Era moço de 28 anos. Seu rosto de traços nobres não tinha decerto a beleza correta e artística do tipo clássico, nem a faceirice de certos casquilhos, príncipes da moda: apresentava porém uma fisionomia simpática e distinta. O olhar sobretudo, que é o sol d'alma, lhe esclarecia a larga fronte pensativa de reflexos inteligentes.
Trajava com extrema simplicidade. Tinha um vestuário completo, ou no jargão parisiense dos alfaiates, um costume ainda bem conservado e decente, apesar de um tanto fanado na gola.
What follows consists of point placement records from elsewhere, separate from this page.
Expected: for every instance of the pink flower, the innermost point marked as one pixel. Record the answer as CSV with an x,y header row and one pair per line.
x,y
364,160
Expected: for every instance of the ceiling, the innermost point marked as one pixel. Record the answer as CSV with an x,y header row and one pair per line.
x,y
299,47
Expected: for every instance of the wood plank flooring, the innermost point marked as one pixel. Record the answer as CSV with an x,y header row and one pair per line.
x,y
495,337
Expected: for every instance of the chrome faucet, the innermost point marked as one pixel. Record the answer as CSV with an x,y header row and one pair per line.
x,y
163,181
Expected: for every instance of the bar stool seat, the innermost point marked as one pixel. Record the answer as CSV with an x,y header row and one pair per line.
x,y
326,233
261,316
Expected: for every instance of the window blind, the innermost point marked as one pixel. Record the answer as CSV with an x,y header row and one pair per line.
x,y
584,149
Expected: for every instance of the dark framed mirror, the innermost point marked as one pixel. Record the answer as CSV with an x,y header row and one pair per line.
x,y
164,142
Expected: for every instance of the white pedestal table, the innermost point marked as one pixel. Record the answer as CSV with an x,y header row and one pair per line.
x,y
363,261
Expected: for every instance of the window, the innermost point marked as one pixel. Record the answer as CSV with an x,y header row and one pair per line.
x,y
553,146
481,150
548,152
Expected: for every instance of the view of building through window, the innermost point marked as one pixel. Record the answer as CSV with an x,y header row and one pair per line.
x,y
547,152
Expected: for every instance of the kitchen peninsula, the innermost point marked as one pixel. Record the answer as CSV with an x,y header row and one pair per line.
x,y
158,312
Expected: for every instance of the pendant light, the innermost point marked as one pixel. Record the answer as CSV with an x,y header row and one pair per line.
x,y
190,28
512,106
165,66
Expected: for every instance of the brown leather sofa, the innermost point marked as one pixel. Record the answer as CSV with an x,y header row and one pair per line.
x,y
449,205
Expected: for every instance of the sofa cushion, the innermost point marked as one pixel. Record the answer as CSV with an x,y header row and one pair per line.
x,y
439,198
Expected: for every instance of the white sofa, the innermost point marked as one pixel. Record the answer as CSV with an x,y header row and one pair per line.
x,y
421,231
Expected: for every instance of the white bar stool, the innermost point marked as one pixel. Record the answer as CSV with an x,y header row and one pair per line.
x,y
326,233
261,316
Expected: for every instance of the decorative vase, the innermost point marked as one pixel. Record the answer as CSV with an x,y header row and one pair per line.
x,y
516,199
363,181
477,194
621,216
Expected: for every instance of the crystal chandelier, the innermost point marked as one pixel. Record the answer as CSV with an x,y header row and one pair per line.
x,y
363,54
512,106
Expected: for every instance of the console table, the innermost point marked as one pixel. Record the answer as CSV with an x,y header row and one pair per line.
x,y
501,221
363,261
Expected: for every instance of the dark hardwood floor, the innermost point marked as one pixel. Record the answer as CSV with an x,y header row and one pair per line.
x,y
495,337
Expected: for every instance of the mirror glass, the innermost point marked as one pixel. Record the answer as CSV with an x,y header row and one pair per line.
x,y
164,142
Notava-se a ausência completa do ouro: a abotoadura era toda de marfim; e não se via sinal de relógio.
Depois de alguns minutos de passeio, o moço, cujos olhos iam percorrendo com indiferença as bordas do caminho, de um e outro lado alternadamente, desviou-se do trilho batido e seguiu por dentro do mato. Mal tivera tempo de sumir-se entre a ramagem do arvoredo, quando ouviu-se o tropel de um cavalo que passou a galope. Enfiando o olhar por entre as folhas, pôde ver o cavaleiro, o qual era rapaz de 21 anos, de belo parecer e maneiras agradáveis. Montava um cavalo castanho.
- Fábio!
- O cavaleiro colheu prontamente as rédeas, fazendo estacar a montaria, e voltou-se duvidoso para ver se com efeito o haviam chamado, como lhe parecera. A rapidez do galope e a repercussão do solo tinham impedido que ouvisse distintamente a voz do passeador a pé:
- Que milagre!... Hoje madrugaste!...
- Ah! És tu, Ricardo?! Exclamou o cavaleiro retribuindo o sorriso. Vou à "Vista dos Chins" com uns rapazes que estão aí no hotel do Jourdain. Convidaram-me ontem à noite. É um piquenique! Queres ir também?
- Só se partíssemos ao meio o "Galgo", observou Ricardo, alisando a linda anca do cavalo.
- Dou-te garupa! Replicou Fábio gracejando.
- Obrigado!... Luisinha teria ciúmes.
- Bem; vai romantizar com as flores, que os sujeitos estão à minha espera. Talvez já chegue tarde! Digam lá o que quiserem. Um homem deve se dar a respeito, e não comparar-se com os animais e os carroceiros que deitam de dia e acordam-se de noite.
Atirando esse gracejo, Fábio deu de rédeas ao animal e partiu a galope.
- Olha o "Galgo", hem! gritou Ricardo.
- Com efeito!... nem de Bela tens tanto cuidado!
Ricardo sorriu e, acompanhou com os olhos o amigo até que sumiu-se na volta do caminho. Não era porém o cavaleiro, apesar de elegante, o que prendia a tenção do passeador, e sim o cavalo cuja fina roupagem castanha brilhava aos reflexos do sol. A esbelteza das formas esgalgadas e o garbo dos movimentos fáceis e vivos, lhe tinham merecido o lindo nome dado pelo dono.